I started thinking more about this recently, and came up with what I think
might be a workable solution to this type of requirement. Let me know what
you think.
The basic problem is that Foreman's model for categorizing hosts is a
little bit too rigid to handle certain use cases. For my environment, there
are two basic issues: assigning a class based on fact or parameter data,
and removing inherited classes based on the same. I could imagine other
scenarios as well, however, for example retrieving a class parameter value
from an external system (rather than storing it statically within Foreman).
For users who can't accomplish their host classification with the builtin
tools, there would be a "safety valve" of sorts – a Foreman administrator
could define little bits of code that mutate the Foreman-generated ENC data
arbitrarily (sort of like ENC middleware), based on fact or other data
about the host. This would work in the following way:
The admin would define ENC "mutators" in a configuration directory, e.g.
/etc/foreman/mutators.d. There would be a standard API for these mutators
that might look something like this:
Mutator.create(:some_mutator_name) do |enc, facts|
if facts[:ipaddress] =~ /^10./ and !enc[:classes].has_key?('some::class')
enc[:classes]['some::class'] = nil
end
enc
end
(where facts' is a hash of the requesting host's facts and
enc' is the
standard ENC data returned by Foreman's node classifier)
When the Foreman server boots, it would load these mutators out of the
config dir.

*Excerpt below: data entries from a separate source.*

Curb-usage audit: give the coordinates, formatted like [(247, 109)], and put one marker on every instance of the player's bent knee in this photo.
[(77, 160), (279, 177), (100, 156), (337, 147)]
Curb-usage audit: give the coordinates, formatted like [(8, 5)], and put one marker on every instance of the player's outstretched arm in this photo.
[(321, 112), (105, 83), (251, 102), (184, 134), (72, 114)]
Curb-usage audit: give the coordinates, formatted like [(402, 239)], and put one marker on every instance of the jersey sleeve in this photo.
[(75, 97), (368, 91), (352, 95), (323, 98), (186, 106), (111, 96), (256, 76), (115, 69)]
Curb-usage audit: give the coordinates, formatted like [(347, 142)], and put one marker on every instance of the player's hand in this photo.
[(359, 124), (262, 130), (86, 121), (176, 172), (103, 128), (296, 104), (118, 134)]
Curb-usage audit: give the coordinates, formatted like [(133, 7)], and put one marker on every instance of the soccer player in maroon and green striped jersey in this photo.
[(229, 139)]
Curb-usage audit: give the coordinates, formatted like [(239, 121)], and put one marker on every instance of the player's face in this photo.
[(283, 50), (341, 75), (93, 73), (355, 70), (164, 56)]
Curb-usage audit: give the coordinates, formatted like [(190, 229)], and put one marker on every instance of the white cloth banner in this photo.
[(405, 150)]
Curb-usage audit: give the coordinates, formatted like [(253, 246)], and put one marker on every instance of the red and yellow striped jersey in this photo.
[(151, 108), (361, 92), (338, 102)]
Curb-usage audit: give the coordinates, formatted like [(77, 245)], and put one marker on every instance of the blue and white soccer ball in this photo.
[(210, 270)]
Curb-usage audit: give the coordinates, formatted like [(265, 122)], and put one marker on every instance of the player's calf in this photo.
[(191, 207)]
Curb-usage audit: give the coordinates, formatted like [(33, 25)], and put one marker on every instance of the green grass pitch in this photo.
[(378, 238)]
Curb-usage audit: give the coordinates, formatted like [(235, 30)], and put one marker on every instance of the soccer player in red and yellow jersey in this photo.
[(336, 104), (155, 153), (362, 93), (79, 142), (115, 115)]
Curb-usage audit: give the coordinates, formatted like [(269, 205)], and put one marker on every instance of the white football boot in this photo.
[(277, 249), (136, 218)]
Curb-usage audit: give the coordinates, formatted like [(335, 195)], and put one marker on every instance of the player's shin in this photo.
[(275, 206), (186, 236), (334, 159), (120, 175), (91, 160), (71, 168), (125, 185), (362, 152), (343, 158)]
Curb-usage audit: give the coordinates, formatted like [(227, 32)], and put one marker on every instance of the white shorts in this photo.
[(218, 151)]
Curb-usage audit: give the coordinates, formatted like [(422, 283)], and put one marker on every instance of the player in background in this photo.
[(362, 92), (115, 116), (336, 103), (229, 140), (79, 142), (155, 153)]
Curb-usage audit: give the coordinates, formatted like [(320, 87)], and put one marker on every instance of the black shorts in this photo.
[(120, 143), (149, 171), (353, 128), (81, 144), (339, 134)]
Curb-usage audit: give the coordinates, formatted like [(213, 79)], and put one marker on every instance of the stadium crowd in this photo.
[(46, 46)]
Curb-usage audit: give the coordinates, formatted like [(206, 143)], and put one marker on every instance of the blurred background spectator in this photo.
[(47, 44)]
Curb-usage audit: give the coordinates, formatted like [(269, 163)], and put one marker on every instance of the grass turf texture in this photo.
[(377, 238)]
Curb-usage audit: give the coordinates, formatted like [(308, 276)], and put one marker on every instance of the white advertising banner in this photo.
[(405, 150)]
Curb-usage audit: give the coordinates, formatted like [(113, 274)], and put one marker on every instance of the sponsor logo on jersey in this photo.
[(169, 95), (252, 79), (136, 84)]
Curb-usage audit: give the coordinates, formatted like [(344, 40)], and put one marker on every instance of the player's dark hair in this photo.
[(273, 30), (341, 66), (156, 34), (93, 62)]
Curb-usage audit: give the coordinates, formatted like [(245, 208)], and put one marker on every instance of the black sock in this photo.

When a Puppet server requests ENC data for a host, Foreman
would retrieve the ENC data as normal, and then run the mutators against
that data in some configurable order. Each mutator would return the mutated
ENC, and this would be passed on to the next mutator in the chain. At the
end of the chain, the final ENC data would be passed back to the Puppet
server to use for catalog compilation. (Optionally, a system could be
established to allow the web UI user to pick and choose which host,
hostgroup, etc. gets which mutator and what order the mutators should run,
but this would take a little bit more effort to implement). Ideally, the
ENC data would be exposed in the web UI along each part of the chain so
that operators can inspect and validate its correctness – at the very
least, a 'before' and 'after' image could be displayed.
Before I start building something, I'd like to get some thoughts on this
idea. Would other people find this useful? Are there other approaches
people have tried and found successful?